Grâce à une transition presque invisible dont les Australiens ont le secret, Some Of Us entonne ses chœurs entre le tribal et le sacré. Rythme saccadé, mélodie jouée à la flute et autres instruments à air, le morceau prend une tout autre dimension lorsque qu’intervient une batterie jazzy des plus étonnantes.
Encore une fois, nous sommes embarqués sans nous en rendre compte vers les rythmes enjoués d’Onthology. Il y a quelque chose d’extrêmement amusant, presque juvénile dans ce morceau. Surtout lorsqu’après un bref silence les flutes se transforment en guitares électriques de l’enfer dans un délire psychédélique rock et jouissif.
Intrasport est la parfaite représentation de ce mélange des genres qui sur le papier pourrait paraître totalement absurde. Vous connaissez le disco turc? Et bien King Gizzard l’a fait quand même. Entre le ringard et le génial, le génial l’emporte. C’est dansant à souhait, ça monte en intensité à la perfection, et c’est au final terriblement moderne.
Morceau le plus psychédélique de tous, Oddlife et ses phrasés coupés, ses solos de guitares ensorcelantes, on rentre presque en transe. Le chant devient rageur, revendicateur, une psalmodie sur l’absurdité de la vie.
Afin de mettre un peu de baume au cœur, la jolie ballade romantique Honey vient caresser les sens et apporter un vrai sentiment d’évasion.
Un décalage total avec le morceau suivant. The Hungry Wolf balance les grosses guitars metals de l’enfer. Alternant riffs sataniques aux harmonies dissonantes et vocales saccadées, le morceaux les rejoint par moments dans des envolées dantesques. On ne s’attendait pas à finir par une messe noire, mais on apprécie grandement et on admire la facilité avec laquelle le groupe change de style.

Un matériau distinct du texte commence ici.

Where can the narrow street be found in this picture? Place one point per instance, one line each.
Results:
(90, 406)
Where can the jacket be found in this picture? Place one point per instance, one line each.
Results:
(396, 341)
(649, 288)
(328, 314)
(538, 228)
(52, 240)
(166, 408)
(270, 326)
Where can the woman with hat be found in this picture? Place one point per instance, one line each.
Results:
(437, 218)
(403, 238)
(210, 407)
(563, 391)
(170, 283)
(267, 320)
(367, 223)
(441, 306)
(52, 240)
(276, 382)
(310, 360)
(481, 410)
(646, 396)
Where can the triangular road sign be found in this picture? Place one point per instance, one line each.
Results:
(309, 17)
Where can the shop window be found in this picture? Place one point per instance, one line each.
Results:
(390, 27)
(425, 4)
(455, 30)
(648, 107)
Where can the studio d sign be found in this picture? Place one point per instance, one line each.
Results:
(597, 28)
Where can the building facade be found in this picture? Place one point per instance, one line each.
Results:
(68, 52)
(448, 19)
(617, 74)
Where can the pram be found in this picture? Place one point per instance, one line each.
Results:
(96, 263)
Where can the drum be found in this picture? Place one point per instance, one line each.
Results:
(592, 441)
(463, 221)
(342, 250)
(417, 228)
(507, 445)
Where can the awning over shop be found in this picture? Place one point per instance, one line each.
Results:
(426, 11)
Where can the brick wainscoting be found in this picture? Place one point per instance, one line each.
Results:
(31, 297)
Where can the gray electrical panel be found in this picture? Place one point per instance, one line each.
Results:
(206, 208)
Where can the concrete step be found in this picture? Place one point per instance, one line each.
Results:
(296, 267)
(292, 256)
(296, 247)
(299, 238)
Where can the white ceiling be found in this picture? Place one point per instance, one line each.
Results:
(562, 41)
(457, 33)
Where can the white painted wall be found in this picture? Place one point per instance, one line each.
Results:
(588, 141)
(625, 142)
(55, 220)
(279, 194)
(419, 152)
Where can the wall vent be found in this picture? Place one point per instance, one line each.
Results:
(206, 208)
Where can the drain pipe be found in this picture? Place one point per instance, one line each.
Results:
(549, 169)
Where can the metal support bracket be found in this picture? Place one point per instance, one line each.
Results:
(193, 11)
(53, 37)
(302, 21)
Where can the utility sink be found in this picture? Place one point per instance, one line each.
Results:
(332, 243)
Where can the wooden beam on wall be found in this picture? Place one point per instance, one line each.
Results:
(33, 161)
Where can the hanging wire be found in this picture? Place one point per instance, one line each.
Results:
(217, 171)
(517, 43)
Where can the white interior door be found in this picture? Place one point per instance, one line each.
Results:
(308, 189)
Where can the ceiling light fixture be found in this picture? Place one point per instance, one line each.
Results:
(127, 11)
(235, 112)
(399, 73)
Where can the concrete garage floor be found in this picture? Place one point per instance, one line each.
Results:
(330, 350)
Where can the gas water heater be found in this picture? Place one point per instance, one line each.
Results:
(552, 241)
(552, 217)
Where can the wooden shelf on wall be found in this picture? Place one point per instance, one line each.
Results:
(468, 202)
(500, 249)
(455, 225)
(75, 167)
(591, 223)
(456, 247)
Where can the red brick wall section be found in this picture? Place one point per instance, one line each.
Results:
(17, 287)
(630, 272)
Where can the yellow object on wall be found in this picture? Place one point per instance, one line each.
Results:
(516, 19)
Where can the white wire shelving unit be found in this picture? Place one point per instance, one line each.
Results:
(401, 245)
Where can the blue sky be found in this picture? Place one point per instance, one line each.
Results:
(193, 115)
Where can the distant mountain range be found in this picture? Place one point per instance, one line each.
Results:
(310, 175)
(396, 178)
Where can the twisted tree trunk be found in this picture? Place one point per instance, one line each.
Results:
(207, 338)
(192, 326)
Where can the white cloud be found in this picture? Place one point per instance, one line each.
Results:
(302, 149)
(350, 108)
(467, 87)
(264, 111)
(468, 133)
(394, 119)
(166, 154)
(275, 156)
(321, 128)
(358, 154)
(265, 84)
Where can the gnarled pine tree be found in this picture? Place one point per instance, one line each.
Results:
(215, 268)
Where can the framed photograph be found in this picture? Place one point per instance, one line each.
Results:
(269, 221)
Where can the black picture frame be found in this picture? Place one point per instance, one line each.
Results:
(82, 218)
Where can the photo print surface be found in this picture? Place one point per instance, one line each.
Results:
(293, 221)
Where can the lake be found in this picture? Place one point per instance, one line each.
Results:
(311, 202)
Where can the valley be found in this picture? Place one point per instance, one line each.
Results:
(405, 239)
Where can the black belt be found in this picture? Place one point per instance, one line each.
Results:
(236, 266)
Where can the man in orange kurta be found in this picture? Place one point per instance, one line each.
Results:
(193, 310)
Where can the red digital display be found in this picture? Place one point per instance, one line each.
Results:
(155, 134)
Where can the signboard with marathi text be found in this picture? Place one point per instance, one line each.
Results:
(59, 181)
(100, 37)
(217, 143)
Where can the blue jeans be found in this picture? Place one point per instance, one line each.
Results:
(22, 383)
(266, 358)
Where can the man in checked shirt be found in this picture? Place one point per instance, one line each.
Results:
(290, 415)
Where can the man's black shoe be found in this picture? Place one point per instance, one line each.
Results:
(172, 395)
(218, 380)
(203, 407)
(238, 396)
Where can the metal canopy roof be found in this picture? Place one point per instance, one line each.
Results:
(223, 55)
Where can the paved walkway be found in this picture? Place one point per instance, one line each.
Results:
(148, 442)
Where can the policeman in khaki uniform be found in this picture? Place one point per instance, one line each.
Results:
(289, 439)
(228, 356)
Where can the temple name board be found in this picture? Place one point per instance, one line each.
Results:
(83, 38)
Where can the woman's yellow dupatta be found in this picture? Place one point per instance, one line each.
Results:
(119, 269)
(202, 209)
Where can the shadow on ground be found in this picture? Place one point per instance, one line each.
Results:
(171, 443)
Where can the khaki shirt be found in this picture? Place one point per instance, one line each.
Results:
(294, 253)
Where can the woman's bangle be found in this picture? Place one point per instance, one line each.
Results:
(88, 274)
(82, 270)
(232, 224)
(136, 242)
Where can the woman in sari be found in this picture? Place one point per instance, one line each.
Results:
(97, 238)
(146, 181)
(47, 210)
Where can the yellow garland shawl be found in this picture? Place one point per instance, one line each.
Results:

Loin du simple exercice de style c’est une vraie proposition artistique qui fera pâlir de jalousie nombre de musiciens chevronnés. On ne peut que sortir assez ébahis par un tel niveau, qui bien qu’il ne soit pas des plus commercial, fera ronronner de plaisir leur très solide fanbase. Il est étonnant à quel point King Gizzard and The Lizard Wizard aborde la musique traditionnelle, mais surtout comment ils l’illustrent par des sujets aussi actuels. Album entre l’hommage, la danse et l’expérimentation, K.G. est une pépite qui a le don de nous faire voyager et nous réchauffer le corps.